Quintus dropped the sword and put his hands over his face, shaking and moaning softly. Macrobius immediately marched over to him, picked up the sword, wiped the blood on Quintus’ tunic, pulled down one hand and thrust the hilt back into it. Quintus continued sobbing, almost doubling over, and Macrobius slapped him hard on the face, making him reel back with the sword dragging behind him. Macrobius pulled him up by the collar and pointed at the body. ‘You see that?’ he snarled, looking around. ‘I’m talking to all of you. That’s called death. If you’re going to use a sword, you’d better get used
to it. Now, we will make our salutations. Marcus Cato Claudius, you have helped to make a better soldier of Quintus Aetius Gaudentius Secundus, who now will always have you with him when he goes into battle, will have the honour of your name to uphold as well. Marcus Cato Claudius, salve atque vale. Now, all of you are due for your induction in the Field of Mars this evening.
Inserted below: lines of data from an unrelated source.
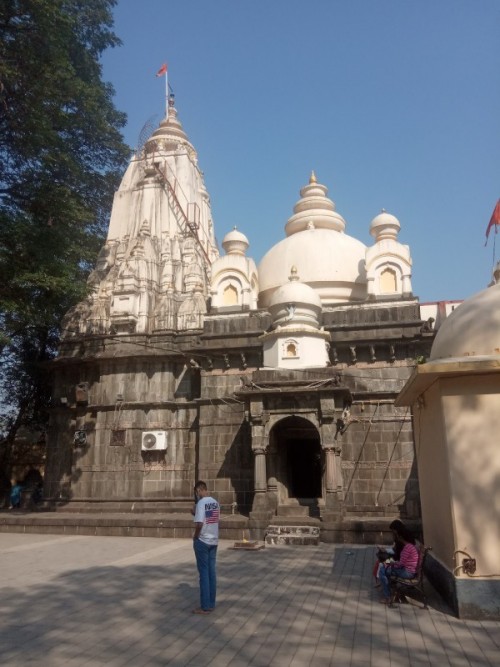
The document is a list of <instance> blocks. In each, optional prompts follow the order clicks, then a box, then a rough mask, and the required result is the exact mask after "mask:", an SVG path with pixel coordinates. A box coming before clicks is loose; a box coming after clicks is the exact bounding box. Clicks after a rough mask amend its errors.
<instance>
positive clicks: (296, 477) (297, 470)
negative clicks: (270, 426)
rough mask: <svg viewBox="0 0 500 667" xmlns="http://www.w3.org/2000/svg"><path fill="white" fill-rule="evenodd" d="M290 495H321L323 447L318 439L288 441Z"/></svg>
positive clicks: (294, 497)
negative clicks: (320, 444)
mask: <svg viewBox="0 0 500 667" xmlns="http://www.w3.org/2000/svg"><path fill="white" fill-rule="evenodd" d="M286 446H287V449H288V466H289V471H290V495H291V496H293V497H294V498H319V497H320V496H321V449H320V445H319V439H318V440H294V439H291V440H289V441H288V442H287V445H286Z"/></svg>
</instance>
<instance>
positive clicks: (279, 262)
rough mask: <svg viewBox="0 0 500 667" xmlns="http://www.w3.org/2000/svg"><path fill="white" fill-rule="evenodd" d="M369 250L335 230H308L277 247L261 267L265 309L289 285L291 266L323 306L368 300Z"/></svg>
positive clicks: (258, 268)
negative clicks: (282, 285)
mask: <svg viewBox="0 0 500 667" xmlns="http://www.w3.org/2000/svg"><path fill="white" fill-rule="evenodd" d="M365 253H366V246H365V245H364V244H363V243H361V241H358V240H357V239H354V238H352V236H348V235H347V234H343V233H340V232H337V231H334V230H332V229H315V228H311V229H306V230H304V231H302V232H297V233H295V234H292V235H291V236H288V237H287V238H286V239H283V240H282V241H280V242H279V243H277V244H276V245H275V246H274V247H273V248H271V250H269V251H268V252H267V253H266V255H265V256H264V257H263V259H262V261H261V262H260V264H259V267H258V273H259V288H260V291H259V301H260V305H261V307H263V308H266V307H267V306H268V305H269V303H270V302H271V299H272V296H273V294H274V292H275V291H276V290H277V289H278V288H280V287H281V286H282V285H285V284H286V283H287V282H288V272H289V270H290V267H291V266H296V267H297V270H298V273H299V275H300V279H301V281H302V282H303V283H307V285H309V286H310V287H312V288H313V289H314V290H315V292H316V293H317V295H318V296H319V297H320V298H321V301H322V303H323V304H331V303H344V302H349V301H362V300H364V299H365V298H366V289H367V287H366V273H365Z"/></svg>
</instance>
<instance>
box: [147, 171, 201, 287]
mask: <svg viewBox="0 0 500 667" xmlns="http://www.w3.org/2000/svg"><path fill="white" fill-rule="evenodd" d="M153 166H154V169H155V171H156V174H157V176H158V178H159V180H160V183H161V184H162V186H163V188H164V190H165V191H166V193H167V197H170V200H171V202H172V203H173V206H174V207H175V208H174V213H176V218H177V220H178V217H177V216H179V217H180V218H181V220H182V224H181V225H180V228H181V232H182V234H183V235H184V236H192V237H193V238H194V239H195V241H196V242H197V244H198V247H199V248H200V249H201V252H202V253H203V255H204V257H205V259H206V261H207V264H206V265H205V266H204V271H205V275H206V277H207V281H208V282H209V279H210V276H209V272H208V267H209V266H210V265H211V262H210V257H209V256H208V253H207V251H206V250H205V248H204V247H203V243H202V242H201V239H200V237H199V235H198V229H199V222H196V220H190V219H189V217H188V215H187V214H186V212H185V211H184V209H183V207H182V204H181V203H180V201H179V198H178V197H177V193H176V192H175V187H174V186H173V185H172V183H171V182H170V180H169V179H168V178H167V176H166V174H164V173H163V171H162V170H161V169H160V167H159V166H158V164H157V163H156V162H155V161H154V160H153Z"/></svg>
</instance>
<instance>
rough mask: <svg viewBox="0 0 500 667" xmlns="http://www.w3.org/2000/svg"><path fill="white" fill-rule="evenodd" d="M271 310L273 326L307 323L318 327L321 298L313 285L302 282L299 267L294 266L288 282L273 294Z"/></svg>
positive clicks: (315, 326)
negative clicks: (299, 270) (272, 320)
mask: <svg viewBox="0 0 500 667" xmlns="http://www.w3.org/2000/svg"><path fill="white" fill-rule="evenodd" d="M269 312H270V313H271V316H272V318H273V327H278V326H280V327H283V326H294V327H296V326H298V325H306V326H309V327H310V326H312V327H314V328H315V329H317V328H318V318H319V315H320V313H321V299H320V298H319V296H318V295H317V294H316V292H315V291H314V290H313V289H312V287H309V285H305V284H304V283H301V282H300V278H299V276H298V274H297V269H296V268H295V266H292V269H291V272H290V276H289V278H288V282H287V283H285V284H284V285H282V286H281V287H280V288H279V289H277V290H276V292H275V293H274V294H273V297H272V299H271V301H270V304H269Z"/></svg>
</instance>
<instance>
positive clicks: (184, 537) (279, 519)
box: [0, 508, 419, 544]
mask: <svg viewBox="0 0 500 667" xmlns="http://www.w3.org/2000/svg"><path fill="white" fill-rule="evenodd" d="M391 520H392V517H388V518H377V519H373V518H359V519H353V518H347V519H342V520H339V521H337V522H330V523H325V522H322V521H320V520H319V519H314V518H300V517H274V518H273V519H272V520H271V521H269V524H270V525H273V526H279V527H280V529H281V530H284V532H285V533H286V532H287V531H286V528H290V527H293V526H298V527H299V528H300V529H302V528H305V527H308V526H309V527H311V526H312V527H314V528H315V529H317V531H318V532H319V541H320V542H329V543H332V544H346V543H351V544H384V543H387V544H389V543H390V542H391V534H390V531H389V523H390V522H391ZM408 525H409V526H410V527H411V528H412V529H413V530H414V531H415V534H417V535H418V533H419V525H418V524H416V523H415V524H412V523H411V522H408ZM192 532H193V517H192V515H191V514H190V513H189V512H170V513H166V512H157V513H153V512H70V511H64V509H63V508H61V509H58V510H57V511H30V510H5V509H4V510H0V533H46V534H56V535H100V536H114V537H170V538H187V537H191V535H192ZM314 532H316V531H314ZM220 536H221V539H225V540H233V541H242V540H250V539H256V536H255V535H253V534H252V530H251V528H250V527H249V519H248V517H246V516H243V515H240V514H224V513H223V514H222V516H221V522H220ZM262 539H263V538H262ZM285 542H286V540H285ZM314 543H317V542H314Z"/></svg>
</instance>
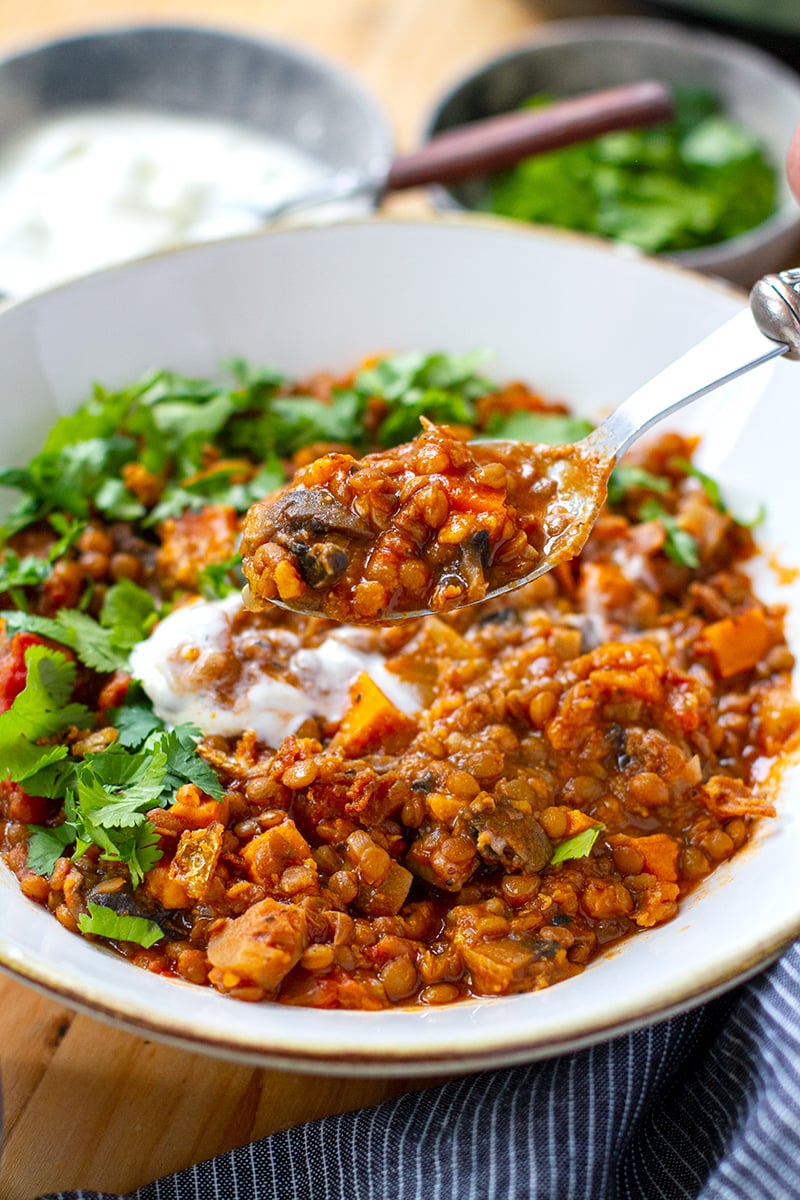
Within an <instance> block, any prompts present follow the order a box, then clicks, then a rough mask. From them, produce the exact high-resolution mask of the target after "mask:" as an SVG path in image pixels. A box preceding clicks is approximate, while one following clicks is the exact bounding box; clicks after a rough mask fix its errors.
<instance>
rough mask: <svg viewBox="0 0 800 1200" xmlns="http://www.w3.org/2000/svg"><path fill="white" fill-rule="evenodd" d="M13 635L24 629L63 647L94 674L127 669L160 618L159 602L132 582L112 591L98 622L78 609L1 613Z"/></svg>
mask: <svg viewBox="0 0 800 1200" xmlns="http://www.w3.org/2000/svg"><path fill="white" fill-rule="evenodd" d="M0 617H2V618H4V619H5V622H6V628H7V630H8V631H10V632H17V631H18V630H25V631H26V632H30V634H38V635H40V636H41V637H48V638H50V640H52V641H54V642H60V643H61V644H62V646H68V647H70V648H71V649H72V650H74V653H76V654H77V656H78V658H79V660H80V661H82V662H83V664H84V665H85V666H88V667H91V668H92V670H95V671H102V672H107V671H118V670H125V667H126V666H127V660H128V655H130V653H131V650H132V649H133V647H134V646H136V644H137V642H142V641H144V638H145V637H146V636H148V634H149V632H150V629H151V628H152V625H154V623H155V622H156V619H157V611H156V602H155V600H154V599H152V596H151V595H150V593H149V592H145V589H144V588H140V587H139V586H138V584H137V583H132V582H131V580H121V581H120V582H119V583H115V584H114V587H112V588H109V589H108V592H107V593H106V599H104V601H103V606H102V608H101V612H100V619H98V620H95V618H94V617H90V616H89V614H88V613H85V612H82V611H80V610H79V608H61V610H60V611H59V613H58V616H56V617H38V616H36V614H35V613H28V612H4V613H0Z"/></svg>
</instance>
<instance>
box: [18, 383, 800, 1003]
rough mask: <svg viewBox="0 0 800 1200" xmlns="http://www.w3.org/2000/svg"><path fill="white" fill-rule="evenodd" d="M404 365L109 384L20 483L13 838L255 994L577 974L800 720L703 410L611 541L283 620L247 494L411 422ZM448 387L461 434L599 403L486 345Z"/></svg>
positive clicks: (741, 790) (613, 527) (733, 805)
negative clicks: (394, 391) (252, 543)
mask: <svg viewBox="0 0 800 1200" xmlns="http://www.w3.org/2000/svg"><path fill="white" fill-rule="evenodd" d="M378 366H380V365H378ZM377 370H378V368H377V366H375V364H368V365H367V366H366V367H363V368H361V371H360V372H355V373H354V374H353V376H349V377H347V378H345V379H342V380H335V379H331V378H330V377H326V376H319V377H314V378H313V379H309V380H307V382H306V383H305V384H303V385H297V384H295V383H291V382H287V380H282V379H279V377H277V376H276V374H275V373H269V372H261V373H257V374H249V376H247V378H245V377H243V374H240V378H239V380H237V383H236V386H235V388H234V389H231V390H228V391H224V390H221V389H216V388H215V386H211V385H207V384H198V383H194V382H188V380H179V379H176V378H175V377H166V376H160V377H157V378H156V379H155V380H154V379H151V380H148V382H143V383H142V384H138V385H136V386H134V388H133V389H131V390H128V391H126V392H125V394H119V395H116V396H106V395H101V394H98V396H96V397H95V398H94V400H92V401H90V402H89V404H88V406H86V407H85V408H84V410H83V412H82V414H79V418H78V419H77V420H74V421H73V419H66V420H67V422H70V421H72V422H73V424H71V425H66V426H64V425H62V426H61V427H60V428H59V427H58V426H56V431H54V433H53V434H52V436H50V439H49V440H48V444H47V445H46V450H44V451H43V454H42V455H41V456H38V458H37V460H34V462H32V463H31V464H30V467H29V468H28V470H26V472H24V470H20V472H16V474H13V478H10V473H6V474H5V478H4V480H2V481H4V482H12V481H13V482H14V484H16V486H18V487H20V488H22V491H23V499H22V500H20V503H19V505H18V506H17V509H14V511H13V512H12V515H11V517H10V518H8V528H7V541H6V551H5V558H4V562H2V564H0V570H1V574H0V587H1V588H2V592H4V600H2V607H4V622H5V632H4V636H2V643H1V646H0V754H2V766H4V776H5V778H4V779H2V781H0V853H1V854H2V858H4V860H5V863H6V864H7V866H8V868H10V869H11V870H12V871H13V872H14V875H16V876H17V878H18V881H19V886H20V889H22V892H23V893H24V895H26V896H28V898H29V899H31V900H34V901H36V902H38V904H41V905H43V906H44V907H47V908H48V910H49V911H50V912H52V913H53V914H54V917H55V919H56V920H58V922H59V923H60V924H61V925H62V926H65V929H67V930H70V931H71V932H73V934H82V935H84V936H86V937H90V938H97V940H100V941H102V942H103V943H104V944H107V946H110V947H113V948H114V949H115V950H116V952H119V953H120V954H122V955H125V956H126V958H127V959H130V960H131V961H132V962H133V964H136V965H137V966H139V967H143V968H145V970H149V971H154V972H157V973H162V974H167V976H178V977H180V978H182V979H186V980H190V982H192V983H194V984H198V985H211V986H213V988H216V989H217V990H219V991H221V992H223V994H225V995H228V996H231V997H234V998H239V1000H243V1001H264V1000H272V1001H278V1002H281V1003H287V1004H306V1006H317V1007H327V1008H336V1007H339V1008H359V1009H379V1008H385V1007H389V1006H392V1004H409V1003H419V1004H441V1003H447V1002H451V1001H456V1000H458V998H462V997H464V996H470V995H479V996H499V995H507V994H511V992H517V991H528V990H535V989H539V988H543V986H547V985H551V984H553V983H558V982H559V980H563V979H566V978H570V977H571V976H575V974H577V973H579V972H581V971H582V970H583V968H584V967H585V965H587V964H588V962H590V961H591V960H593V959H594V958H595V956H596V955H599V954H601V953H602V952H603V950H604V949H606V948H607V947H609V946H614V944H616V943H618V942H619V941H620V940H621V938H625V937H627V936H631V935H634V934H636V932H637V931H638V930H646V929H650V928H652V926H655V925H658V924H661V923H663V922H667V920H669V919H672V918H673V917H674V916H675V914H676V913H678V911H679V907H680V904H681V901H682V900H684V898H685V896H686V895H687V894H688V893H690V892H691V890H692V889H693V888H694V887H696V886H697V884H698V883H699V882H700V881H702V880H704V878H705V877H706V876H709V875H710V874H711V872H712V871H714V870H715V868H716V866H717V865H718V864H720V863H722V862H724V860H727V859H730V858H732V857H734V856H735V854H736V853H738V852H739V851H740V850H741V847H742V846H744V845H745V844H746V842H747V840H748V838H750V836H751V833H752V829H753V824H754V822H756V821H758V820H760V818H764V817H771V816H772V815H774V812H775V810H774V804H772V797H771V796H770V793H769V790H768V788H766V787H765V785H764V784H763V780H764V779H766V778H768V776H769V773H770V767H771V766H772V764H774V763H777V762H780V760H781V758H782V757H783V756H784V755H786V754H787V750H788V749H789V748H790V746H792V745H793V743H794V742H795V740H796V737H798V731H799V728H800V710H799V708H798V704H796V702H795V701H794V698H793V696H792V691H790V676H792V668H793V658H792V654H790V652H789V649H788V647H787V643H786V640H784V635H783V612H782V611H781V610H780V608H778V607H775V606H771V605H765V604H763V602H762V601H760V600H759V599H758V596H757V595H754V594H753V589H752V586H751V582H750V578H748V576H747V574H746V572H745V570H744V565H742V564H744V563H745V560H746V559H747V557H748V556H751V554H752V553H753V551H754V542H753V536H752V533H751V532H750V530H748V529H747V528H745V527H744V526H742V524H741V523H739V522H738V521H736V520H735V517H734V515H733V514H732V512H730V511H728V509H727V508H726V506H724V504H723V503H722V499H721V497H720V494H718V492H717V490H716V488H715V486H714V485H712V482H711V481H710V480H708V478H706V476H704V475H702V473H699V472H697V470H696V469H694V468H693V467H692V462H691V460H692V452H693V450H694V445H693V444H692V443H691V442H688V440H687V439H685V438H682V437H679V436H676V434H666V436H662V437H661V438H660V439H658V440H656V442H652V443H650V444H649V445H645V446H642V448H639V449H637V451H636V456H630V457H628V458H627V460H626V461H625V463H624V464H622V466H620V467H618V468H616V470H615V472H614V475H613V476H612V481H610V487H609V499H608V504H607V505H606V508H604V509H603V511H602V514H601V515H600V518H599V521H597V523H596V526H595V529H594V532H593V535H591V538H590V539H589V542H588V544H587V546H585V548H584V550H583V552H582V554H581V556H579V557H578V558H576V559H575V560H572V562H570V563H565V564H561V565H560V566H559V568H557V569H555V570H554V571H553V572H551V574H548V575H546V576H542V577H541V578H539V580H536V581H535V582H533V583H530V584H529V586H528V587H525V588H523V589H521V590H518V592H515V593H512V594H511V595H509V596H505V598H503V599H497V600H492V601H485V602H481V604H477V605H476V606H474V607H471V608H469V610H464V611H462V612H458V613H452V614H438V616H433V617H427V618H423V619H413V620H408V622H403V623H396V624H392V625H386V626H383V628H381V626H379V625H371V626H368V628H365V629H359V630H355V629H341V628H339V626H335V625H332V624H331V622H329V620H321V619H318V618H314V617H301V616H296V614H291V613H285V612H283V611H281V610H278V608H275V607H265V608H264V610H263V611H259V612H251V611H249V610H247V608H246V607H245V606H243V605H242V604H241V599H240V596H239V588H240V587H241V582H242V581H241V577H240V576H239V574H237V572H239V568H237V562H236V551H237V540H239V535H240V532H241V529H242V526H243V527H245V529H247V523H248V522H251V521H252V520H253V514H252V512H251V515H249V516H246V512H247V509H248V508H249V506H251V505H252V504H253V503H254V502H255V503H257V504H258V503H260V497H261V496H263V494H264V493H265V492H266V491H269V490H270V487H275V486H277V485H279V484H282V482H283V481H284V480H285V479H287V478H289V479H290V478H291V476H293V474H294V473H296V472H297V470H303V469H305V468H307V466H308V463H311V462H313V461H314V460H317V458H319V457H320V454H321V455H325V454H327V455H329V456H332V461H335V462H336V461H338V460H337V458H336V456H341V455H350V456H351V457H354V458H355V457H359V456H362V455H363V454H365V451H366V452H368V451H375V450H379V449H381V448H385V446H387V445H390V444H391V442H392V438H391V437H390V436H389V433H387V432H386V431H387V426H389V427H390V428H391V427H392V421H393V422H395V424H393V430H395V434H393V440H395V442H396V443H402V442H403V440H404V438H405V437H407V434H408V427H407V426H403V422H402V421H395V412H393V410H392V407H391V403H390V400H389V398H387V397H386V395H384V394H381V392H380V390H379V389H378V388H375V386H374V385H375V378H377ZM242 371H243V368H242ZM365 379H366V383H365ZM415 386H416V388H417V391H416V392H415V402H416V400H417V398H419V394H420V389H419V380H417V383H416V384H415ZM443 392H445V394H446V397H445V400H446V403H445V401H443ZM353 397H355V401H354V398H353ZM407 398H408V397H407ZM344 401H347V404H345V403H344ZM426 403H427V404H428V406H429V407H428V410H427V413H426V412H422V413H420V412H419V410H417V412H415V420H416V419H417V418H419V415H427V416H428V418H429V419H432V420H437V422H438V424H439V425H445V426H449V428H447V430H445V431H444V432H441V433H439V432H437V434H435V438H434V442H433V443H432V444H434V445H441V444H447V445H452V446H457V448H458V450H456V454H458V452H461V451H462V450H464V451H468V449H469V444H468V442H467V440H465V436H467V430H465V426H470V427H473V428H476V430H479V431H481V432H485V431H487V430H491V428H492V426H494V428H497V425H498V421H501V420H504V419H505V418H506V416H509V414H519V413H524V414H531V415H534V416H536V419H541V420H542V421H543V422H545V424H546V422H547V421H548V420H558V421H559V422H563V421H564V420H569V416H567V414H565V412H564V408H563V407H561V406H554V404H548V403H547V402H546V401H545V400H542V397H540V396H537V395H536V394H535V392H534V391H531V390H530V389H529V388H528V386H525V385H523V384H518V383H515V384H510V385H507V386H503V388H495V386H492V385H491V384H488V383H487V382H486V380H482V379H479V378H477V377H476V376H474V374H473V373H470V372H463V371H462V372H461V373H459V372H458V371H453V372H452V378H451V379H450V383H449V388H444V389H439V390H437V391H435V395H434V394H433V391H432V392H431V395H429V396H428V398H427V401H426ZM160 406H163V407H162V408H161V409H160ZM169 406H172V407H169ZM181 406H184V408H182V409H181V412H182V415H184V416H185V415H186V412H191V413H192V415H193V424H192V431H193V432H192V434H191V437H188V436H186V434H185V433H181V434H180V438H179V436H178V434H176V433H175V430H176V428H178V425H179V424H180V425H181V428H182V430H186V427H187V422H186V421H185V420H182V421H181V422H179V421H176V420H175V413H176V410H178V409H179V408H180V407H181ZM187 406H188V407H187ZM293 406H294V407H293ZM348 406H349V407H348ZM443 406H444V416H445V419H444V420H443ZM419 407H423V406H417V408H419ZM345 409H347V410H345ZM104 414H108V420H107V425H103V421H104V420H106V415H104ZM154 414H155V415H154ZM300 414H302V418H303V419H302V422H301V421H300ZM348 414H349V416H348ZM89 416H91V421H90V420H89ZM267 416H269V421H267ZM348 420H350V424H349V425H348ZM270 421H271V422H272V424H270ZM275 421H278V425H279V428H278V432H277V433H275V445H272V446H270V444H269V437H271V436H272V433H273V432H275V430H276V428H277V426H276V425H275ZM281 422H282V424H281ZM300 426H301V427H300ZM257 427H258V428H259V430H260V434H259V438H255V437H254V436H253V430H254V428H257ZM271 431H272V432H271ZM381 431H383V432H381ZM561 431H563V426H561V427H560V430H559V437H558V438H557V440H566V439H565V438H564V437H563V432H561ZM88 434H91V436H92V437H91V439H89V438H88ZM173 434H174V436H173ZM422 437H423V438H425V437H426V434H423V436H422ZM90 442H91V443H92V444H89V443H90ZM122 442H125V443H126V444H125V445H121V444H120V443H122ZM101 443H102V444H101ZM419 444H420V443H417V445H419ZM76 446H78V448H79V449H78V450H76V449H74V448H76ZM248 448H258V449H257V454H254V452H253V450H252V449H248ZM67 451H68V454H67ZM47 455H49V456H50V457H49V458H47ZM65 455H67V457H66V458H65V457H64V456H65ZM54 456H55V457H54ZM59 456H61V457H59ZM401 457H402V451H401ZM54 462H58V470H56V469H55V466H54ZM67 463H68V464H70V467H71V468H72V474H71V475H68V473H67V469H66V467H67ZM86 463H90V464H91V470H89V469H88V468H86V469H84V468H85V464H86ZM78 464H80V470H83V475H82V476H80V480H79V486H78V485H76V486H74V487H72V490H71V487H70V484H71V482H74V480H76V479H77V476H78V472H79V466H78ZM348 469H349V468H348ZM361 469H365V470H368V469H369V468H368V467H367V468H359V470H361ZM349 478H353V476H349ZM487 486H488V485H487ZM245 548H247V544H245ZM323 560H324V559H323ZM143 684H144V686H143ZM198 726H199V727H198Z"/></svg>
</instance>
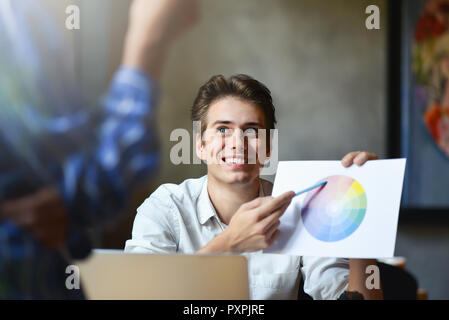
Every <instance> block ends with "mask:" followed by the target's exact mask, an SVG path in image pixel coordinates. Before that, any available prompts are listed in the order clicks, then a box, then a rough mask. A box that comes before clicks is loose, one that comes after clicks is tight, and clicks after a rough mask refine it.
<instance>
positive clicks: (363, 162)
mask: <svg viewBox="0 0 449 320" xmlns="http://www.w3.org/2000/svg"><path fill="white" fill-rule="evenodd" d="M377 159H378V157H377V155H376V154H375V153H372V152H361V153H359V154H358V155H357V156H356V157H355V159H354V163H355V164H356V165H358V166H362V165H364V164H365V162H367V161H368V160H377Z"/></svg>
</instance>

Make a bad impression by arriving teary-eyed, and then for the next three months you’ll wish you were where Marcus Cato is now. I want to see you with all your kit lined up in full marching order outside the front entrance of the schola in half an hour. And that goes for you too, Quintus Aetius. Go now.’
Two of the others, veteran cadets, went on either side of Quintus and walked him away out of sight under the balcony, followed by the rest. Macrobius picked up his own sword, gathered the weapons in the leather roll and walked off towards the armoury on the far side of the palaestra. The slaves who had brought in the table then reappeared with a cart and a sack of sand, wheeling it towards the body. They emptied the sand in a pile, heaved the body onto the cart and then used a shovel to scoop up the innards, pouring them into the sack and throwing it on top of the body. They spread the sand around, leaving it for a minute to sop up the blood before shovelling it on top of the body, finishing by sprinkling a fresh layer of sand on the ground and raking it out with another tool. Two of them wheeled the cart away while the other two carried off the table. A moment later one of them dashed back out and pulled up the target pole with the split wood and the arrows, running with it out of sight. The scene was as it had been before Macrobius had arrived, as if stagehands had removed the props in a theatre after a play, the statue of Trajan still presiding from his column and the only evidence of what had happened the hint of a stain in the sand.